07 Technology promotion
With the faster and faster pace of informatization construction such as the integration of industrialization and industrialization, the automation network system in each enterprise is no longer an information island, and there are more and more business exchange requirements between networks, and therefore security issues are increasing. Production network and information security issues have become major hidden dangers that threaten the security of industrial enterprises.
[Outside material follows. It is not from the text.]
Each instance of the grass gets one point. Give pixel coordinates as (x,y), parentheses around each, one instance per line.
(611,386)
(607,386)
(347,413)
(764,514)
With the continuous recognition and understanding of industrial control security issues, especially the security protection of key infrastructure equipment, the state has promulgated and formulated corresponding systems and regulations, and the construction of information security has reached a certain height, and the focus of construction has also started from automation The application and technology research and development have been transferred to the current safety construction and comprehensive safety monitoring. At present, the one-way optical gate equipment of AN Meng Huayu Industrial Data Acquisition has been vigorously promoted in the manufacturing, energy, water conservancy, military and other industries.